EDCA (Enhanced distributed channel access)

Enhanced Distributed Channel Access (EDCA) is a protocol used in wireless networks that uses Quality of Service (QoS) parameters to prioritize traffic in order to optimize network efficiency. EDCA is used in IEEE 802.11e wireless networks, which is an amendment to the IEEE 802.11 wireless networking standard. The purpose of EDCA is to provide differentiated QoS to different types of traffic by giving higher priority to more important traffic.

Wireless networks can experience congestion when there is too much traffic being transmitted at the same time. This can lead to delays, dropped packets, and other issues that can negatively impact network performance.
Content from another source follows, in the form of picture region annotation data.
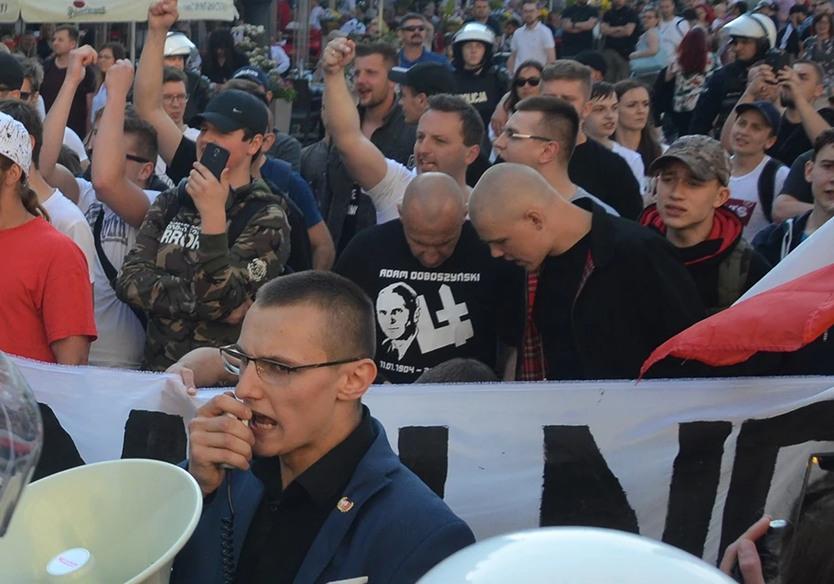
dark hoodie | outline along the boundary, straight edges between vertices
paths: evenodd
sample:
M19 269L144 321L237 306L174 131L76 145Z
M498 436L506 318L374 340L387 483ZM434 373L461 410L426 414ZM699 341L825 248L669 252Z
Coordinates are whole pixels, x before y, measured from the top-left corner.
M666 236L666 225L655 205L646 208L640 224ZM705 240L678 248L711 314L728 308L770 271L770 264L742 237L743 229L742 220L722 207L715 210L712 231Z

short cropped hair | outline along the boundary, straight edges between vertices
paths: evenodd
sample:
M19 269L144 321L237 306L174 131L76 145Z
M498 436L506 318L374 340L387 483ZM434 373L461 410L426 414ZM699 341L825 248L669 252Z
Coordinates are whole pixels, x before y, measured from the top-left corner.
M461 120L464 145L480 145L484 140L484 121L472 104L459 95L438 93L429 98L429 110L456 113Z
M74 40L75 42L78 42L78 39L81 37L81 32L75 25L61 25L60 27L56 27L55 32L52 34L59 33L62 30L66 30L67 34L70 35L70 39Z
M397 49L394 48L393 45L390 45L389 43L359 43L357 45L357 57L369 57L370 55L380 55L382 57L382 61L389 69L396 67L400 62L400 58L397 56Z
M166 65L162 69L162 82L165 83L176 83L177 81L182 81L186 84L186 87L188 86L188 78L186 76L186 72L182 69L178 69L176 67L170 67Z
M591 88L592 101L593 100L604 100L610 98L612 95L616 95L616 90L614 89L614 83L597 81Z
M828 130L820 132L819 135L817 136L817 139L814 141L814 154L811 154L811 160L816 161L817 156L819 155L822 149L831 144L834 144L834 128L829 128Z
M332 271L308 271L267 282L255 303L262 308L313 306L327 327L321 337L327 358L372 359L377 350L374 307L361 288Z
M40 121L37 110L20 100L0 100L0 111L17 120L23 124L29 135L35 138L35 147L32 148L32 164L35 165L35 168L40 168L43 122Z
M429 21L426 20L426 17L422 14L418 12L410 12L400 19L400 26L398 28L402 28L409 20L420 20L424 25L429 24Z
M432 367L417 377L414 383L484 383L491 381L498 381L498 377L486 365L476 359L457 357Z
M43 83L43 66L35 57L23 58L22 56L18 56L18 58L20 59L21 67L23 67L24 79L29 80L33 92L39 91L40 84Z
M553 95L536 95L519 101L516 111L540 112L545 135L559 143L563 161L571 159L579 136L579 114L572 105Z
M587 100L591 99L592 75L593 71L587 65L571 58L564 58L544 66L541 71L541 82L548 81L582 81L587 92Z
M103 109L103 108L102 108ZM156 130L149 122L137 115L124 116L124 135L131 135L136 143L137 154L156 164L156 155L159 153L159 143L156 138Z

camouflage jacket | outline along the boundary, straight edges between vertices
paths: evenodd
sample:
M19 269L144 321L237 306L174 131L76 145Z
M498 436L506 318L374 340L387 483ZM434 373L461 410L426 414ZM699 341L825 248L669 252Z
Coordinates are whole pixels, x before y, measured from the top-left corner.
M236 343L241 325L222 321L280 276L290 253L286 213L263 181L230 193L227 229L247 203L274 202L258 211L231 249L227 233L200 233L190 201L165 225L176 196L175 187L151 205L115 285L123 302L148 313L144 369L162 371L192 349Z

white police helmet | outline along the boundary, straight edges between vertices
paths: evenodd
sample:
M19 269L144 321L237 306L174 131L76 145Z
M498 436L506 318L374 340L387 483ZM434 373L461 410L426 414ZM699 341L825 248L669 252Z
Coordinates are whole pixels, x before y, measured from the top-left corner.
M770 16L764 15L742 15L724 25L722 31L727 31L731 37L766 38L768 48L776 46L776 26Z
M417 584L732 584L703 560L633 534L545 527L492 537L447 557Z
M452 42L457 45L458 43L467 43L470 40L478 40L487 47L492 47L495 45L495 33L486 25L479 22L467 22L454 33Z
M166 57L178 57L181 55L187 59L196 50L197 47L194 46L194 43L181 32L169 32L167 37L166 37L166 46L163 51Z

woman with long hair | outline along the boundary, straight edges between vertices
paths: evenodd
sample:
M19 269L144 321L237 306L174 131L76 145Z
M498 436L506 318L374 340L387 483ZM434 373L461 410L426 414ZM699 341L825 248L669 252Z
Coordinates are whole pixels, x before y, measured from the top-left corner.
M619 121L614 139L643 159L647 171L660 154L663 147L655 137L649 122L651 115L651 88L636 80L625 80L614 86L617 94Z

In order to avoid congestion, EDCA divides the available network bandwidth into several priority levels, each of which has a different QoS parameter. The QoS parameter is a set of rules that specifies the minimum requirements for the different types of traffic, such as delay, jitter, and packet loss. EDCA assigns higher priority levels to traffic with more stringent QoS requirements.

EDCA divides the available network bandwidth into four Access Categories (ACs), each of which has a different priority level. These are:

1. Voice (AC_VO) – This category is used for real-time voice traffic, such as VoIP. It requires a high level of QoS with low latency and low jitter.
2. Video (AC_VI) – This category is used for real-time video traffic, such as video conferencing. It requires a high level of QoS with low latency and low jitter.
3. Best Effort (AC_BE) – This category is used for general data traffic, such as web browsing and file transfers. It requires a lower level of QoS than voice and video traffic.
4. Background (AC_BK) – This category is used for low priority traffic, such as email and software updates. It requires the lowest level of QoS.

Each Access Category is assigned a different set of QoS parameters, which are used to determine how traffic is prioritized on the network. The QoS parameters are:

1. Arbitration Inter-Frame Space (AIFS) – This parameter specifies how long a station must wait before attempting to transmit a packet. The smaller the AIFS value, the higher the priority level.
2. Contention Window (CW) – This parameter specifies the range of time intervals a station can randomly choose from to attempt to transmit a packet. The smaller the CW value, the higher the priority level.
3. Transmission Opportunity (TXOP) – This parameter specifies the maximum amount of time a station can transmit data in one session. The higher the TXOP value, the higher the priority level.
4. Minimum Data Rate (MDR) – This parameter specifies the minimum data rate a station can use to transmit data. The higher the MDR value, the higher the priority level.

EDCA works by assigning different priority levels to each Access Category, and then assigning different QoS parameters to each priority level. This allows the network to prioritize traffic based on its QoS requirements, which improves network efficiency and reduces congestion.

When a station wants to transmit data on the network, it first listens for a Clear Channel Assessment (CCA) to determine if the channel is free. If the channel is free, the station waits for a period of time based on its AIFS value, and then randomly selects a time interval based on its CW value to attempt to transmit data. The station will then transmit data for a period of time based on its TXOP value. If the station is interrupted during transmission, it will wait for the next AIFS interval and then start again.

If multiple stations attempt to transmit data at the same time, they will randomly select time intervals based on their CW values. If two stations select the same time interval, a collision will occur, and both stations will wait a random amount of time before attempting to transmit again. The CW value for each station will increase after each collision, which helps to reduce the probability of future collisions.

EDCA allows for dynamic adjustment of the QoS parameters based on network conditions. If the network is experiencing congestion, the QoS parameters for lower priority Access Categories can be adjusted to reduce the amount of traffic they transmit. This allows higher priority traffic to receive more network resources and reduces the likelihood of congestion.

EDCA also supports Admission Control (AC) to prevent network overload. AC is used to control the amount of traffic that is allowed on the network based on the available network resources. If the network is congested, AC can reject new traffic to prevent further congestion.

In summary, EDCA is a protocol used in wireless networks that uses Quality of Service parameters to prioritize traffic based on its QoS requirements. It divides the available network bandwidth into four Access Categories, each of which has a different priority level and set of QoS parameters. EDCA uses a combination of AIFS, CW, TXOP, and MDR parameters to prioritize traffic and prevent congestion. It also supports dynamic adjustment of QoS parameters and Admission Control to optimize network efficiency and prevent network overload.